To support its work, the Federal Environment Agency uses various scientific commissions in which external experts are represented and the Federal Environment Agency is professionally advised. The commissions include:

  • Commission Assessment of water -hazardous substances (KBWS)
  • Commission soil protection
  • Commission Human Biomonitoring
  • Commission interior air hygiene (IRK)
  • Commission Agriculture at the Federal Environment Agency (Klu)
  • Swimming and swimming pool commission (BWK) [10]
  • Drinking water commission
  • Resource commission

Furthermore, the

  • Specialist advisory board floor investigations

Other

Federal Environmental Office in 2007 offers or promotes the Federal Environment Agency a CO2 computer with which the personal carbon dioxide balance can be calculated.[11] The computer offers an overview of the current personal CO2 footprint, the central set screws (so-called "Big Points") and what contribution could be made for climate protection in the future.[12]

References

  1. "About us". 6 September 2013.
  2. Das UBA – wer wir sind.
  3. Markus Balser, Klaus Ott: Geheime Daten – Schon lange wurden Abgas-Manipulationen vermutet.
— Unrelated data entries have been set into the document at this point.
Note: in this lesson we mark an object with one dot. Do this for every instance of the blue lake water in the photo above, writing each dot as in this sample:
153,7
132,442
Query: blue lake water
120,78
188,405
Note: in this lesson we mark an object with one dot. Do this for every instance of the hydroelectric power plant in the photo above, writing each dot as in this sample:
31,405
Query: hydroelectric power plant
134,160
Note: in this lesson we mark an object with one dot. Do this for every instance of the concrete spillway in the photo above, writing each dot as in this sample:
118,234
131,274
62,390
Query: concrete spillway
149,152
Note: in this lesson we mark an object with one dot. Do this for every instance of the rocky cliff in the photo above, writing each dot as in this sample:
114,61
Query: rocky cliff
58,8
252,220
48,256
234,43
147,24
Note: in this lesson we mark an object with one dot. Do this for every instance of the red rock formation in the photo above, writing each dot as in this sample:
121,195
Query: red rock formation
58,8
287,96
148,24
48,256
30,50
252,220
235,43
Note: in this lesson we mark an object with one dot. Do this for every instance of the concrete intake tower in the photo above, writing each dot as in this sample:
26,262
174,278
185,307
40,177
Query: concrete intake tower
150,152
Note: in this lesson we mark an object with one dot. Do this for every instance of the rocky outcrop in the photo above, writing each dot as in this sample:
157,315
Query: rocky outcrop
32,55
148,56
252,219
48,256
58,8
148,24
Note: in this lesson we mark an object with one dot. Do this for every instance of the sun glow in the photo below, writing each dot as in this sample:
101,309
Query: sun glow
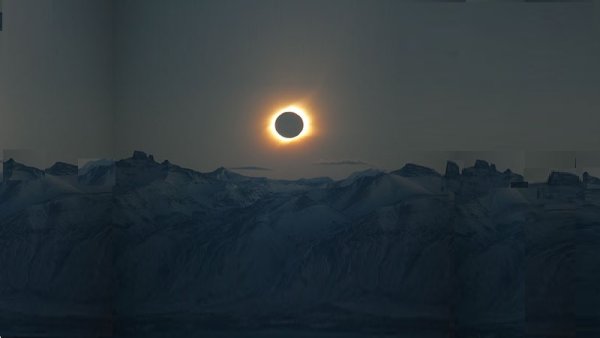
306,130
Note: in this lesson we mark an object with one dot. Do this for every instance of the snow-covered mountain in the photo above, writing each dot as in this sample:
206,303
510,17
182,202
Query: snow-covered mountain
168,248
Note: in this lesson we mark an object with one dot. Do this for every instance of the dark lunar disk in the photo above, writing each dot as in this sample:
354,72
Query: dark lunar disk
289,125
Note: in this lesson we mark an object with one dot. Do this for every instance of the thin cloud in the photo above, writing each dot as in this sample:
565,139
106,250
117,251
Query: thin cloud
251,168
342,162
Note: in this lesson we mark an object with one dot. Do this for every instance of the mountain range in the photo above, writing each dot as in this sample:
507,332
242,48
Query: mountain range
141,248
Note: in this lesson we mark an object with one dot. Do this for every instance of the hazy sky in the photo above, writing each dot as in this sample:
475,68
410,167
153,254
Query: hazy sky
194,81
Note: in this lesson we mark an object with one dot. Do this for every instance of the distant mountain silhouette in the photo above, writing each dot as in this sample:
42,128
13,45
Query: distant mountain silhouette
172,248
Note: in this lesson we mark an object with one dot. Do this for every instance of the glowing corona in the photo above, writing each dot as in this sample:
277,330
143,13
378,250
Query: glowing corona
306,131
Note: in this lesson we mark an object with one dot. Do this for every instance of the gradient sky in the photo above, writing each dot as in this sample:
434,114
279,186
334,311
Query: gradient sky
194,81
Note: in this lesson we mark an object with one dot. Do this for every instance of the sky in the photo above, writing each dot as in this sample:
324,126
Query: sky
384,82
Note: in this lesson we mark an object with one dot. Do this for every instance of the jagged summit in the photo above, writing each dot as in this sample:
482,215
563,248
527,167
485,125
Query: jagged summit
415,170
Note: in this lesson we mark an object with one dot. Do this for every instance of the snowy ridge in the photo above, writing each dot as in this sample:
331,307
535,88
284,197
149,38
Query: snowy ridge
375,251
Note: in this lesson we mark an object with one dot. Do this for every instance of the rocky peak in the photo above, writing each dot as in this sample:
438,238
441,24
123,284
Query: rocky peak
415,170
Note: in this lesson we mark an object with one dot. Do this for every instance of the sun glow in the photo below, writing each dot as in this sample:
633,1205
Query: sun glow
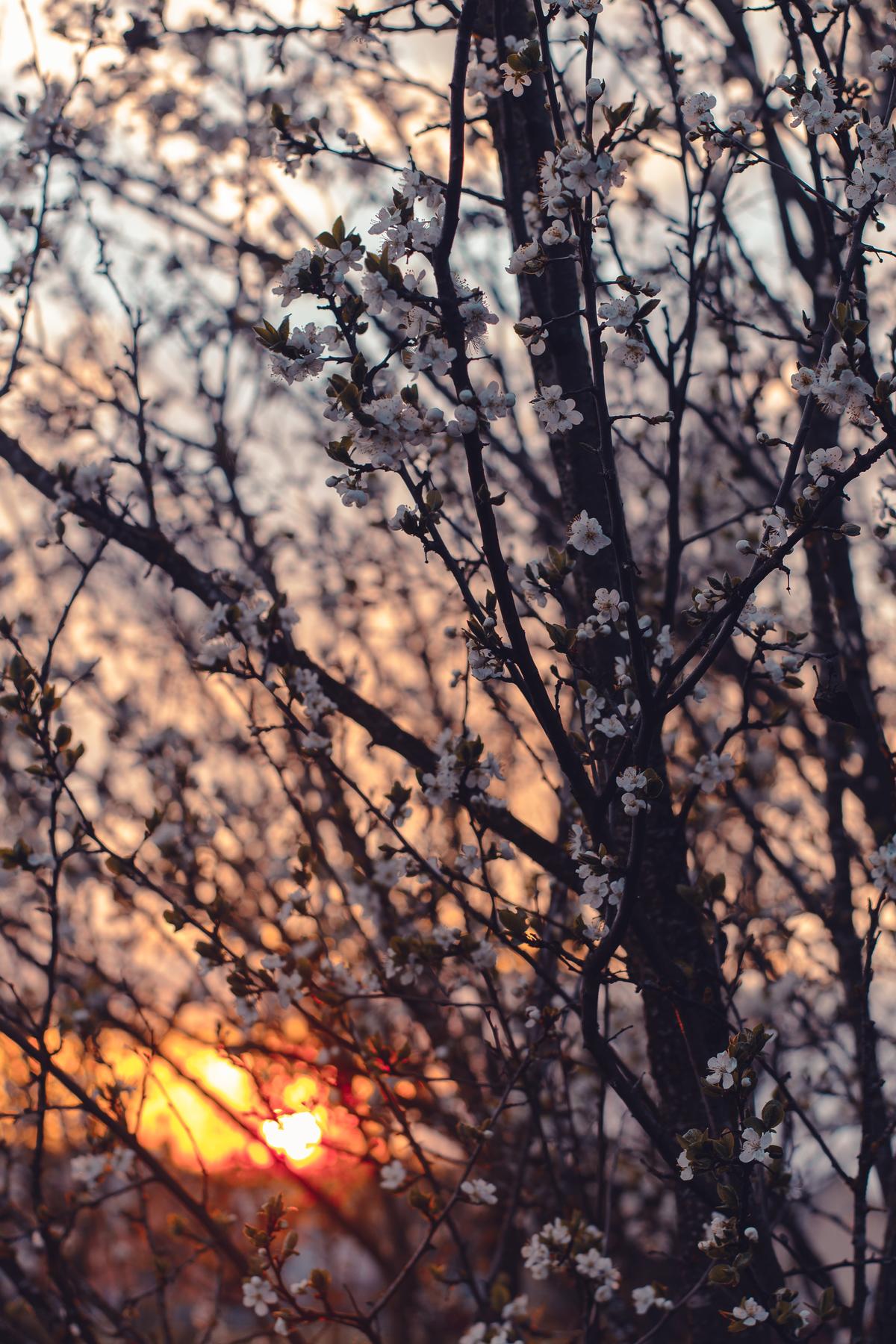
296,1136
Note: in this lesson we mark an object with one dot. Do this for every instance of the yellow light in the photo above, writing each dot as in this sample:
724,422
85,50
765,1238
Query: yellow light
296,1136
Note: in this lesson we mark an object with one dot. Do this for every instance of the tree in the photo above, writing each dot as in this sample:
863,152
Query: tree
509,828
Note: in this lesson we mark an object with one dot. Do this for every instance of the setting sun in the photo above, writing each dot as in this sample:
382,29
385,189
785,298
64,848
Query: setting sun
296,1136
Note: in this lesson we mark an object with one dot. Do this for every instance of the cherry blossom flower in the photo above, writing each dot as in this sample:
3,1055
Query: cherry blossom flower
712,769
588,535
618,312
480,1191
258,1295
393,1175
722,1070
647,1298
750,1312
556,413
882,60
755,1147
514,81
696,107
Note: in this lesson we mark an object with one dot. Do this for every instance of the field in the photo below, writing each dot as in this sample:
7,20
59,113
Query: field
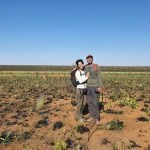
37,112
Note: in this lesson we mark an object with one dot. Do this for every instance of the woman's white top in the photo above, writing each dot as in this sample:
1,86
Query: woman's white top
81,78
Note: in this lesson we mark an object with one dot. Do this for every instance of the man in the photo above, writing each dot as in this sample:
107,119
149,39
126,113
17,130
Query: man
94,87
81,91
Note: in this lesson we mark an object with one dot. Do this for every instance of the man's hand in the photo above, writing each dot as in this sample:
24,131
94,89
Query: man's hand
87,74
100,90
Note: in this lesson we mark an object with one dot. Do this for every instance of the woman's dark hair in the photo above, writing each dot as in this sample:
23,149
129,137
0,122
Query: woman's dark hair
79,60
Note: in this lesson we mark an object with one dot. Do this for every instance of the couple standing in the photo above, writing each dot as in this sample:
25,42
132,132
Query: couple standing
89,87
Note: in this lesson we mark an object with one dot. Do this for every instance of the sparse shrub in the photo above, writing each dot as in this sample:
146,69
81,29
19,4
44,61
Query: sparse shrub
60,145
143,119
7,137
129,102
58,125
115,125
111,111
40,103
82,129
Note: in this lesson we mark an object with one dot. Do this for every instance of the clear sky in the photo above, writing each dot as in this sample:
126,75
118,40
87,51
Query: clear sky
57,32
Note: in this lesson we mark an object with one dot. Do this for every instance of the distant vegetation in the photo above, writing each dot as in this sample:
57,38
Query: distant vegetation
68,68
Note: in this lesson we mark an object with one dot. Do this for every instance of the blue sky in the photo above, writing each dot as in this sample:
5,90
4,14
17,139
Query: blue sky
57,32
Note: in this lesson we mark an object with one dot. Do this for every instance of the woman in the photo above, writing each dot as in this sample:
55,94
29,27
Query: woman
81,79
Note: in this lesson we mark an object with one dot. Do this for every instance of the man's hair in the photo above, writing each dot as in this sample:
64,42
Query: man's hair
89,56
79,60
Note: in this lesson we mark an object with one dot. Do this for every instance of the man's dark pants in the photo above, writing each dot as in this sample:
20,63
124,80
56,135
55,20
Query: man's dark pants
93,102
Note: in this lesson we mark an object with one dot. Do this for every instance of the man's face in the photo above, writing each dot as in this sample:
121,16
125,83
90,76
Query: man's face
80,65
89,60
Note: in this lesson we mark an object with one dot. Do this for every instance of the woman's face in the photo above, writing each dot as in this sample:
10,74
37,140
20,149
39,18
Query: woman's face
81,65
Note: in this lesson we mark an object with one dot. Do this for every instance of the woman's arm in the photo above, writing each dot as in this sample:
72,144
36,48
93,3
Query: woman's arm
80,77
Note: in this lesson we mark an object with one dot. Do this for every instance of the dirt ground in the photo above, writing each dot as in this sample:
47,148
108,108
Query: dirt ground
134,135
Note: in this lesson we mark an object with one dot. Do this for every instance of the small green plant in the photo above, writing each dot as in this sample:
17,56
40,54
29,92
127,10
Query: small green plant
111,111
7,137
82,129
115,125
40,103
129,102
60,145
115,147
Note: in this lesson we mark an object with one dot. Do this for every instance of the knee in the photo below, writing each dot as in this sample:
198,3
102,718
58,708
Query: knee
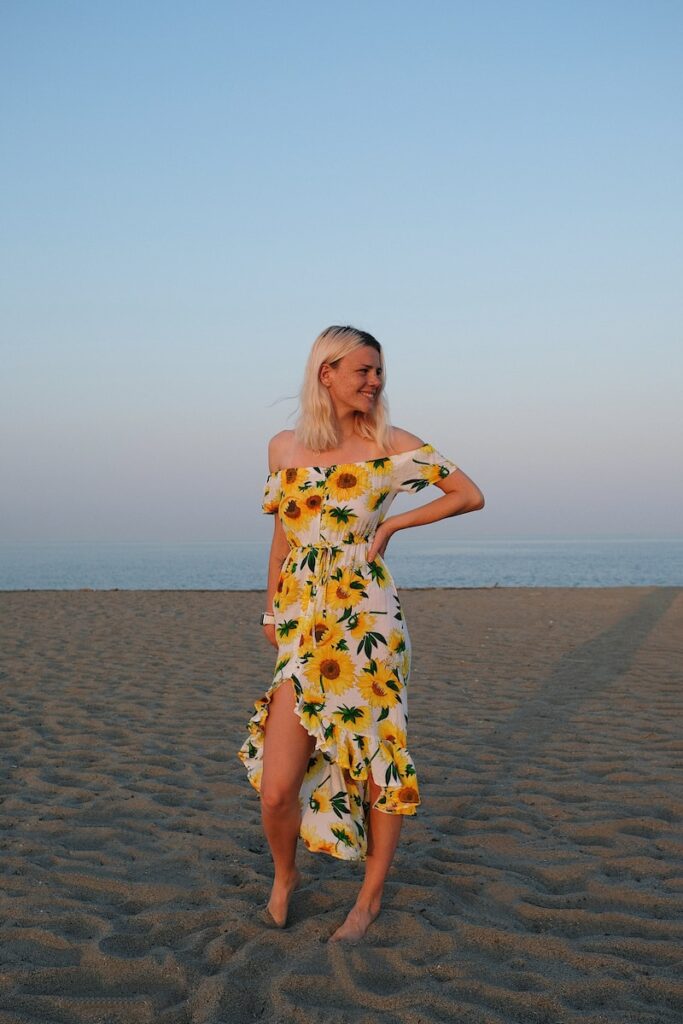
276,799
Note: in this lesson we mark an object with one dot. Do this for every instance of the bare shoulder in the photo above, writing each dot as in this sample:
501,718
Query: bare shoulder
279,445
403,440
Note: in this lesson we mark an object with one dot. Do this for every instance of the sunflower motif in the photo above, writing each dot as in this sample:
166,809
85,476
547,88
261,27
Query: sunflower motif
333,670
433,473
319,801
312,704
347,481
408,795
380,688
293,509
312,502
293,478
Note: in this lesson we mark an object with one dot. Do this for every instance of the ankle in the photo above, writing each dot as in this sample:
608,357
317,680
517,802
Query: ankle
286,876
370,902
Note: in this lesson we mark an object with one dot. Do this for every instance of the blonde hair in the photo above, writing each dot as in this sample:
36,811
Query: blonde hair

In: Süddeutsche Zeitung, 21 April 2016, S. 19: "Das Umweltbundesamt mit 1500 Mitarbeitern gilt als die größte und mächtigste Umweltbehörde Europas."
  4. Petra Pinzler, Martin Spiewak (2017-11-01), "Maria Krautzberger: "Die anderen haben aufgeholt"", Die Zeit, Hamburg, ISSN 0044-2070, retrieved 2019-06-26
  5. "Hören Sie mal", Der Spiegel, 10 December, no. 14, p. 29, 1972
  6. Link zum Gesetz
  7. Chronik 1974. Deutsches Historisches Museum; retrieved 19 June 2009.
  8. Veröffentlichung des UBA 31 July 2019.
  9. Systemadmin_Umwelt (2013-03-07). "Standorte und Gebäude" (in German). Retrieved 2020-07-10.
  10. Informationsseite des Bundesministeriums für Gesundheit, dessen Fachkommission dieses beim Umweltbundesamt angesiedelte Gremium ist
  11. "Umweltbundesamt: CO2-Rechner des Umweltbundesamtes". Retrieved 2021-07-07.
  12. Michael Bilharz (2019-09-19). "Klimaneutral leben – Persönliche CO2-Bilanz im Blick". www.umweltbundesamt.de (in German). Retrieved 2021-04-29.